Maximum A Priori (MAP)

Similar to MLE, we have another estimator method which evaluates $\theta$ using the posterior probability of $\theta$ given $X$ \begin{align} \hat{\theta}_{MAP} &= \max_{\theta} P(\theta|X) = \max_{\theta} \frac{P(X|\theta)P(\theta)}{P(X)}\newline &= \max_{\theta}P(X|\theta)P(\theta)\end{align}

since $P(X)$ is just a normalization factor and thus constant. However, this sufferes from multiple problems

  1. Not invariant to reparametrization. Hence solution could change with algebraic manipulation.

  2. Can’t be used as a prior since we will be looking at delta functions in the prior then.

  3. Finds untypical points (bumps) that are not smooth points in the curve.

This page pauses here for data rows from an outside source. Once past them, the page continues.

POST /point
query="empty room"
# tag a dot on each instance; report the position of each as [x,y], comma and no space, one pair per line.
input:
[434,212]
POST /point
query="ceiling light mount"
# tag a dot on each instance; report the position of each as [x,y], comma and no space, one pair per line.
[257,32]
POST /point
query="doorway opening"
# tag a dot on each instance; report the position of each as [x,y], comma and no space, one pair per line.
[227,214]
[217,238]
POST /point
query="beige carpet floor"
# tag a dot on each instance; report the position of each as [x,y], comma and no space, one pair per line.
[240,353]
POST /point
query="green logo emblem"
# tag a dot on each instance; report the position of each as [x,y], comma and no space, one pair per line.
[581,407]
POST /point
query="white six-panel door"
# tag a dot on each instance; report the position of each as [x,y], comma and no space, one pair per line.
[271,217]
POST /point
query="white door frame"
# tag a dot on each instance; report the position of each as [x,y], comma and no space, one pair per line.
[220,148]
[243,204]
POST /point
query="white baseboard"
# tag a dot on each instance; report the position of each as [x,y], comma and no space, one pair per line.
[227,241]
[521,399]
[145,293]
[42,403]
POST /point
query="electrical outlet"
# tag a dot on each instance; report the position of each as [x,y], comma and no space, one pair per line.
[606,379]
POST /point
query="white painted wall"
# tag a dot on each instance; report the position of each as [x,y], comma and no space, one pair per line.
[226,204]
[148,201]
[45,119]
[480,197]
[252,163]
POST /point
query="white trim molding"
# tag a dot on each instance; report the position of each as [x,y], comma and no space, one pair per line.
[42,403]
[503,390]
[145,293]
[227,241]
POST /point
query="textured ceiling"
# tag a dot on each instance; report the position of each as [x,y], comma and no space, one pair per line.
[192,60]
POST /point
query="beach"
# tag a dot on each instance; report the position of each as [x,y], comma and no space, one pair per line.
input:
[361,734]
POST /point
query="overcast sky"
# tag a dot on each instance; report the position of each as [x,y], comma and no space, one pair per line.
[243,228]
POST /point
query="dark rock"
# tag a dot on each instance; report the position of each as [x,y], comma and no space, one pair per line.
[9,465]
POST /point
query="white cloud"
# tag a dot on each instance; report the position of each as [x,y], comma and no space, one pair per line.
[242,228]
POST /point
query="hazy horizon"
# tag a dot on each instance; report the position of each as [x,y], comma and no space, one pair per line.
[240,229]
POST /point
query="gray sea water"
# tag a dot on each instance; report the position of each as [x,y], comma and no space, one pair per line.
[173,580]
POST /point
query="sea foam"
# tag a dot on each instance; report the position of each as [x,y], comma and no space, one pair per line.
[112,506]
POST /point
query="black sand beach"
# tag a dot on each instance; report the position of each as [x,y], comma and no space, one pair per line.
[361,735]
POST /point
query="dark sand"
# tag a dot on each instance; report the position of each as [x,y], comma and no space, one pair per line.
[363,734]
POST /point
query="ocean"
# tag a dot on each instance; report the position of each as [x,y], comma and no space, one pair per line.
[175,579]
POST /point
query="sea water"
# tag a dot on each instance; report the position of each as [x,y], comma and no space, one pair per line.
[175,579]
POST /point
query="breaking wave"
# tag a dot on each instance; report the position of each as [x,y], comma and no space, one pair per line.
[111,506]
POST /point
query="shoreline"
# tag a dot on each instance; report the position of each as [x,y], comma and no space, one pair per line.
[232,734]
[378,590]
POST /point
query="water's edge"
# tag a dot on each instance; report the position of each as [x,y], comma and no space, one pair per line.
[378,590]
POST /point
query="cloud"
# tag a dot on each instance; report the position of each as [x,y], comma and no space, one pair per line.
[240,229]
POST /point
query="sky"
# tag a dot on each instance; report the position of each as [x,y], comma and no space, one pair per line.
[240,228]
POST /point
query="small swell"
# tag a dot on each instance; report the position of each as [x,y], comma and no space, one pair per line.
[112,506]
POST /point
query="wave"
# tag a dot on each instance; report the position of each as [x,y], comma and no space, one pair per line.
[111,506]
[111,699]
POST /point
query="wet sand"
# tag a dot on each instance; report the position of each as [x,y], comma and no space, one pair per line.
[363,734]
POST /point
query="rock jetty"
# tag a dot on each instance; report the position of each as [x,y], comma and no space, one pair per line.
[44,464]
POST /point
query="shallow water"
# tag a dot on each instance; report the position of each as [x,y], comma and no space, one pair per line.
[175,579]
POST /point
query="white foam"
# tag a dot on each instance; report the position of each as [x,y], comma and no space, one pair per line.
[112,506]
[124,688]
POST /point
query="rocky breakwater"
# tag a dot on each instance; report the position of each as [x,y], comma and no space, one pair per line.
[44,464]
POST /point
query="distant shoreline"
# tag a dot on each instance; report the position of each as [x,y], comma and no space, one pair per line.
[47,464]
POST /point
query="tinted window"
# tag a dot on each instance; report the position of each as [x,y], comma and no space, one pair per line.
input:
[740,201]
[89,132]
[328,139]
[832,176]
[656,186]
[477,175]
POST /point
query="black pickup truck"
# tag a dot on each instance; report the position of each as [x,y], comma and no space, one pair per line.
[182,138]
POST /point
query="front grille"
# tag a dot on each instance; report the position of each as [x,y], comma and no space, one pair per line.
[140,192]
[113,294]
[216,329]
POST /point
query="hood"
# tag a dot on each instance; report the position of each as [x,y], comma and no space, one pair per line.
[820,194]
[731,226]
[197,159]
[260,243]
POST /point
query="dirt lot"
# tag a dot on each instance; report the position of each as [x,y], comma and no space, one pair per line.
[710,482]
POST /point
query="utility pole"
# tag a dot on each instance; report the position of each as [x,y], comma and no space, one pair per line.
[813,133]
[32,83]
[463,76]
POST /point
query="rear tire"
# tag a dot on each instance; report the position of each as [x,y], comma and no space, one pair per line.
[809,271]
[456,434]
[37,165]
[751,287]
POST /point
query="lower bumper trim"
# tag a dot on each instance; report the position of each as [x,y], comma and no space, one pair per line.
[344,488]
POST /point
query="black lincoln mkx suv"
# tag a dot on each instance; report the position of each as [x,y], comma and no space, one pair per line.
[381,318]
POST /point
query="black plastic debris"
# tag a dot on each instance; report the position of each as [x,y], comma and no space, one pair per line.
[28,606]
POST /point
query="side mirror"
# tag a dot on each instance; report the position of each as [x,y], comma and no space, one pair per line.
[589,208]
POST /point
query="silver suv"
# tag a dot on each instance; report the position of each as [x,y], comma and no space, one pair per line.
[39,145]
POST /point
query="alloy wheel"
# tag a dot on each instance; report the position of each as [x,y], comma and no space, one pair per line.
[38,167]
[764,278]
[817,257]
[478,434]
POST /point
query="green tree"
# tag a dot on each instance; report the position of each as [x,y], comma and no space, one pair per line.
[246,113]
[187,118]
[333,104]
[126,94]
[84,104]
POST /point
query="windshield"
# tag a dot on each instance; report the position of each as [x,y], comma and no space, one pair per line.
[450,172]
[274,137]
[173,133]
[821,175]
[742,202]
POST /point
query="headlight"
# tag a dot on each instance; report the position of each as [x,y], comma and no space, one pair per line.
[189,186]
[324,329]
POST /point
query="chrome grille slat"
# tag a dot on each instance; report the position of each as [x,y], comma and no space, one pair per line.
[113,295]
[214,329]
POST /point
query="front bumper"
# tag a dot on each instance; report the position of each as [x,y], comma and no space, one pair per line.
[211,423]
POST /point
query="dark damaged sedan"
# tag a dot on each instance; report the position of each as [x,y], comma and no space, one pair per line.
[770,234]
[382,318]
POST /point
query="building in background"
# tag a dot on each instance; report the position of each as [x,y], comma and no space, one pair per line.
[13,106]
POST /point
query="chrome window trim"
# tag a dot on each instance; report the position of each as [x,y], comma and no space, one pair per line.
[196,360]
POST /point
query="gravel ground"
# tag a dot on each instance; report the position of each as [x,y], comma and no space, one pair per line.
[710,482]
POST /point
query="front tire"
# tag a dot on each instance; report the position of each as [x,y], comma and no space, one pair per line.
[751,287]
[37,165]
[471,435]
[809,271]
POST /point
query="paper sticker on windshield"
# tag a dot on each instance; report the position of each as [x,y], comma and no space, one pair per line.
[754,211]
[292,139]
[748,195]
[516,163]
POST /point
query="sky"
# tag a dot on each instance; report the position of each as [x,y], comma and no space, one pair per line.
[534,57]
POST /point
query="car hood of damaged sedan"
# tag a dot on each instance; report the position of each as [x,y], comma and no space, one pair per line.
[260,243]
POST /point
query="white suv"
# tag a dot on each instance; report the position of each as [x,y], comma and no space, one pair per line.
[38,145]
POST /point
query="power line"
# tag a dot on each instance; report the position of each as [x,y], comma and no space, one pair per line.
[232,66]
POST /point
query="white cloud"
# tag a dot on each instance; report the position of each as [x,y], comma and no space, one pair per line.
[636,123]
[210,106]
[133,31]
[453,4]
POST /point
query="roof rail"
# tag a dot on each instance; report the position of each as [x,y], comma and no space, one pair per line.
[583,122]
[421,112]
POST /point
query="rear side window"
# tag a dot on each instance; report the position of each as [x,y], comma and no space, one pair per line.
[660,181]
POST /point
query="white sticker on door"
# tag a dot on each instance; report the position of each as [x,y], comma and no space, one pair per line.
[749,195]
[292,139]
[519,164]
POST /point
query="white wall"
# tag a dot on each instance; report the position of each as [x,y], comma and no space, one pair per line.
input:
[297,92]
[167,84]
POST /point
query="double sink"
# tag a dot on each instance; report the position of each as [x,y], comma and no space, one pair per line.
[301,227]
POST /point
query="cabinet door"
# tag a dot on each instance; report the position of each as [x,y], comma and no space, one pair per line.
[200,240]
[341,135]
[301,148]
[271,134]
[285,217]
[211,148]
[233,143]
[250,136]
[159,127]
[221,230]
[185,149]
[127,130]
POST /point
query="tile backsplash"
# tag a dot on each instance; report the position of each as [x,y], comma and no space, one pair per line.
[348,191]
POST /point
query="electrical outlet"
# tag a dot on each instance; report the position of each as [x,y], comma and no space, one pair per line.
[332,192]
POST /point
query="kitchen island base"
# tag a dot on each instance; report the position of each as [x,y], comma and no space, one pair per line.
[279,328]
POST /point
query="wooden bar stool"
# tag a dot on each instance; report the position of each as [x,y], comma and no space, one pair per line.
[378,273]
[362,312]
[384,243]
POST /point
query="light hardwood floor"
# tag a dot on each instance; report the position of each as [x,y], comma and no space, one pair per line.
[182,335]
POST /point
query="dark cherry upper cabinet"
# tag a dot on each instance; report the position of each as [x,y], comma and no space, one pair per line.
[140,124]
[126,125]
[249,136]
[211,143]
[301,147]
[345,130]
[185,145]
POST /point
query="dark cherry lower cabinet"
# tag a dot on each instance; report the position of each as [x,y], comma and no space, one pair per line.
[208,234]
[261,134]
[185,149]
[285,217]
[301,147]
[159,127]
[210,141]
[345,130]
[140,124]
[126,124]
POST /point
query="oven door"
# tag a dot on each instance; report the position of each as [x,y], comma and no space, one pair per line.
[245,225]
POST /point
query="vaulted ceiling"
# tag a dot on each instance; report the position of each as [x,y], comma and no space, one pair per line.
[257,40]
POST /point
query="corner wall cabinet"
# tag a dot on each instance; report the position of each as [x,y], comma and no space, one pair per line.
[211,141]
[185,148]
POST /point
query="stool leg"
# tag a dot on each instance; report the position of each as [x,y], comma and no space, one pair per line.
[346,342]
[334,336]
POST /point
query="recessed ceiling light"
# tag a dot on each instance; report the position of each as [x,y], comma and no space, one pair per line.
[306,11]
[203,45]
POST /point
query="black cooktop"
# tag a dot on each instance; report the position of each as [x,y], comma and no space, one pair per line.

  4. Cannot compute confidence intervals since we only get point estimates.

Conjugate Distributions

Conjugate distributions are really helpful in calculating the posterior, especially in case of complicated distributions. In the context of MAP estimate, the prior is said to be the conjugate prior of the likelihood if the posterior obtained by multiplying the likelihood and the prior belong to the same family of distributions. An example \begin{gather} p(X|\theta) = \mathcal{N}(\alpha_{1}, \beta_{1}^{2}), \quad p(\theta) = \mathcal{N}(\alpha_{2}, \beta_{2}^{2})\newline \text{Then,} \quad p(\theta|X) \propto p(X|\theta)p(\theta) = \mathcal{N}(\alpha_{3}, \beta_{3}^{2}) \end{gather}

which stems from the simple fact that multiplication of two normals will sum up the exponential terms, resulting in a constant times a new normal distribution. We ignore the constant since we only need the functional form for optimization.

*Normal distribution is conjugate to the normal distribution.